MorganCThomas / MolScore

An automated scoring function to facilitate and standardize the evaluation of goal-directed generative models for de novo molecular design
MIT License
148 stars 24 forks source link

Draft: align MolOpt functions with GuacaMol implementation #47

Open AustinT opened 5 months ago

AustinT commented 5 months ago

My testing showed that MolScore's version of some of the MolOpt (GuacaMol) functions differs from that of the original package. This PR applies some (partial) fixes.
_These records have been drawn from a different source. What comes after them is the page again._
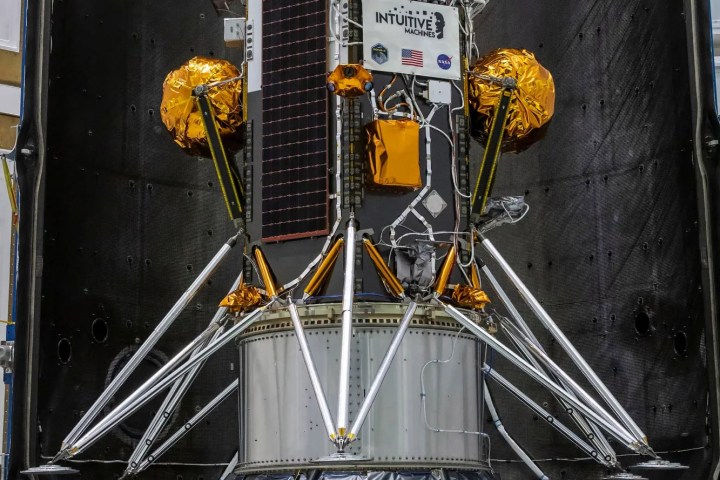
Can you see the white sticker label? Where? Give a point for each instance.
(411, 37)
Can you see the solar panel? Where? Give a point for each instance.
(294, 155)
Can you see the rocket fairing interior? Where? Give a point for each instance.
(395, 299)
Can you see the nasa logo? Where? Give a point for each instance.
(444, 61)
(379, 53)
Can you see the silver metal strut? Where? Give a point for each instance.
(382, 371)
(312, 372)
(589, 429)
(154, 386)
(607, 422)
(509, 440)
(545, 415)
(548, 322)
(347, 308)
(148, 344)
(189, 425)
(173, 398)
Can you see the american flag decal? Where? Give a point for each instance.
(412, 57)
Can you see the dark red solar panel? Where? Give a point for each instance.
(294, 158)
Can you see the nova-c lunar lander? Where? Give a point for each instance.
(357, 173)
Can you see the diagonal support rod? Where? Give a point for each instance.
(606, 421)
(565, 343)
(155, 385)
(539, 474)
(545, 415)
(173, 398)
(382, 371)
(189, 425)
(347, 308)
(148, 344)
(312, 372)
(590, 430)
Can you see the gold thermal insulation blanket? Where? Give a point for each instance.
(242, 299)
(181, 115)
(393, 153)
(532, 104)
(349, 80)
(468, 297)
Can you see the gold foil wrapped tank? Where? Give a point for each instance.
(181, 115)
(532, 104)
(393, 153)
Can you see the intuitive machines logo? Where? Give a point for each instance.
(414, 22)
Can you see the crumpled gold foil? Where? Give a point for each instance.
(468, 297)
(393, 153)
(532, 104)
(181, 115)
(242, 299)
(349, 80)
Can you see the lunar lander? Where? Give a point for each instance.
(364, 153)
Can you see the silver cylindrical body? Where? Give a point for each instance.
(284, 427)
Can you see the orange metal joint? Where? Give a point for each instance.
(391, 282)
(445, 271)
(265, 272)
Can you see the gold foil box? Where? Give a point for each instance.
(392, 153)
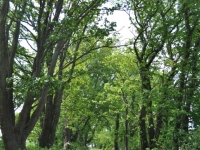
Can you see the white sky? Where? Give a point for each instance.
(123, 23)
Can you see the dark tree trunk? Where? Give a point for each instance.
(52, 114)
(142, 125)
(126, 125)
(116, 146)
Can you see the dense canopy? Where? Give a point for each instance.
(69, 81)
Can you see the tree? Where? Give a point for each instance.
(49, 28)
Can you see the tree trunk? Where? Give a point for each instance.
(126, 125)
(116, 146)
(52, 114)
(142, 125)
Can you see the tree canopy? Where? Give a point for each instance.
(67, 82)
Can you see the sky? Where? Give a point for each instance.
(123, 23)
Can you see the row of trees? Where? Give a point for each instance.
(77, 88)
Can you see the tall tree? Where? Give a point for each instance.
(49, 28)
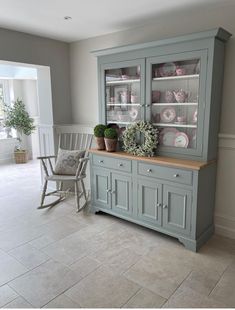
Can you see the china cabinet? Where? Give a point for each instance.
(176, 85)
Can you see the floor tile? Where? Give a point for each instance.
(84, 266)
(16, 237)
(225, 288)
(102, 289)
(44, 283)
(187, 298)
(71, 249)
(145, 299)
(161, 275)
(29, 256)
(7, 294)
(202, 282)
(10, 268)
(62, 301)
(118, 258)
(19, 302)
(42, 242)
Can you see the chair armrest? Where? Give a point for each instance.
(81, 170)
(46, 157)
(81, 160)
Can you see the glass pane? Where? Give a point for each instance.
(175, 95)
(1, 102)
(123, 95)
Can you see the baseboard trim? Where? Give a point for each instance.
(225, 226)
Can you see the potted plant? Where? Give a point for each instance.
(99, 135)
(18, 118)
(110, 139)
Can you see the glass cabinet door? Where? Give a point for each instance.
(176, 100)
(124, 93)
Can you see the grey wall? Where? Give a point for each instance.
(20, 47)
(85, 96)
(84, 68)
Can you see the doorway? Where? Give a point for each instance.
(31, 84)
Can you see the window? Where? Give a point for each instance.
(4, 98)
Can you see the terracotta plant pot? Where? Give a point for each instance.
(111, 144)
(21, 157)
(100, 143)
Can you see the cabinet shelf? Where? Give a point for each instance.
(115, 82)
(174, 125)
(122, 104)
(175, 104)
(119, 122)
(177, 77)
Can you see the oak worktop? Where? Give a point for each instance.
(159, 160)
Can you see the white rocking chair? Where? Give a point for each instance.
(69, 141)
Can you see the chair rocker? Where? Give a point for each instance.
(76, 141)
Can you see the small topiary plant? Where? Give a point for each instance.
(18, 118)
(99, 130)
(110, 133)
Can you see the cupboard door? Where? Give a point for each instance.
(177, 205)
(150, 202)
(123, 92)
(102, 188)
(176, 94)
(121, 193)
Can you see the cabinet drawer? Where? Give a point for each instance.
(171, 174)
(113, 163)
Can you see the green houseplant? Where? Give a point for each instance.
(110, 139)
(99, 135)
(17, 117)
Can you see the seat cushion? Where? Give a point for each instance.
(67, 161)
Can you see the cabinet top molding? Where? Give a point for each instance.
(159, 160)
(219, 33)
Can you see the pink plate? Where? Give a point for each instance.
(167, 136)
(181, 140)
(167, 69)
(167, 115)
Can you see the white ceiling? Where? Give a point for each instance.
(89, 17)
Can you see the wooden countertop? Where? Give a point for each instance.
(159, 160)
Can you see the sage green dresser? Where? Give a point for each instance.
(172, 196)
(176, 85)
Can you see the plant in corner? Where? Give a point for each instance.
(18, 118)
(110, 139)
(99, 135)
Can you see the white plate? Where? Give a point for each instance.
(167, 136)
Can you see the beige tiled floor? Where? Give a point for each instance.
(58, 258)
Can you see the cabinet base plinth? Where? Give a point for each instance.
(195, 245)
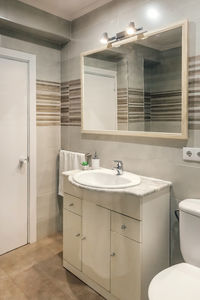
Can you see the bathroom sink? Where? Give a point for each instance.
(106, 179)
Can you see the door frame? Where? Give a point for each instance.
(31, 137)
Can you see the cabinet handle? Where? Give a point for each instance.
(123, 227)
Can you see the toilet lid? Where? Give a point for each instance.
(179, 282)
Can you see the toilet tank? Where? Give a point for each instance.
(190, 230)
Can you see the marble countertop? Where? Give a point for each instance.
(147, 186)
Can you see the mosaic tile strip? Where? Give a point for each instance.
(135, 105)
(139, 110)
(48, 103)
(166, 106)
(194, 92)
(122, 106)
(71, 103)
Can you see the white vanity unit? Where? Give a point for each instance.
(116, 240)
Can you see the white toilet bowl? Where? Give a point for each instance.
(179, 282)
(182, 281)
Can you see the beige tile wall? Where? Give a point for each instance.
(150, 157)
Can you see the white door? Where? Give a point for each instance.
(13, 135)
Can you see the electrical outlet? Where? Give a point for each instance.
(192, 154)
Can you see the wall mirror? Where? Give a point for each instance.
(138, 87)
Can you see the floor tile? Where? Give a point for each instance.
(35, 272)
  1. Fingerprint size: the original GuacaMol functions use a $2^{32}$ bit (sparse) fingerprints, whereas the implementations in MolScore use a 1024 bit (dense) fingerprint. This causes all similarity values to be slightly overestimated. I increased the fingerprint length to 16384 to reduce the overestimation.
  2. Fix Deco hop threshold: the implementation here used a threshold of 0.75, but the paper and code use 0.85.
  3. Align some MPO modifiers with GuacaMol's code in instances where paper and code differ. I didn't realize that GuacaMol's official implementation of their functions differs from the paper in several places. In these instances, I think it is better to side with their official code, because this is what prior works have used.
    • Fexofenadine_MPO: the paper specifies an STD of 2 for the TPSA and logP modifies, but the code uses 10 and 1 respectively. This causes scores to generally be a lower in GuacaMol's implementation compared to MolScore.
    • Osimertinib_MPO: sigmas are also different (original code)
  4. Fixed SMARTS string in Scaffold hop (in response to #45 )
  5. Fixed bug in isomer similarity calculation: the GuacaMol paper and code specify that the element-wise difference is taken with respect to elements in the target molecule only, while MolScore's implementation uses both the target and query molecules. A simple 1-line change fixes this.
  6. Fixed fingerprint lengths in legacy QSAR: JNK3 and GSK3B both use radius 2 fingerprints, not radius 3.

Also, I removed a spurious resource called molscore.configs.MolOpt-DF which does not exist in the repo (maybe it exists for you locally??)

Currently I have this PR marked as a draft. This is because

  1. The functions still don't seem to be 100% aligned (I still found small differences in Sitagliptin MPO, Valsartan SMARTS, and scaffold hop)
  2. If these fixes are accepted, they should be made in other places in the repo.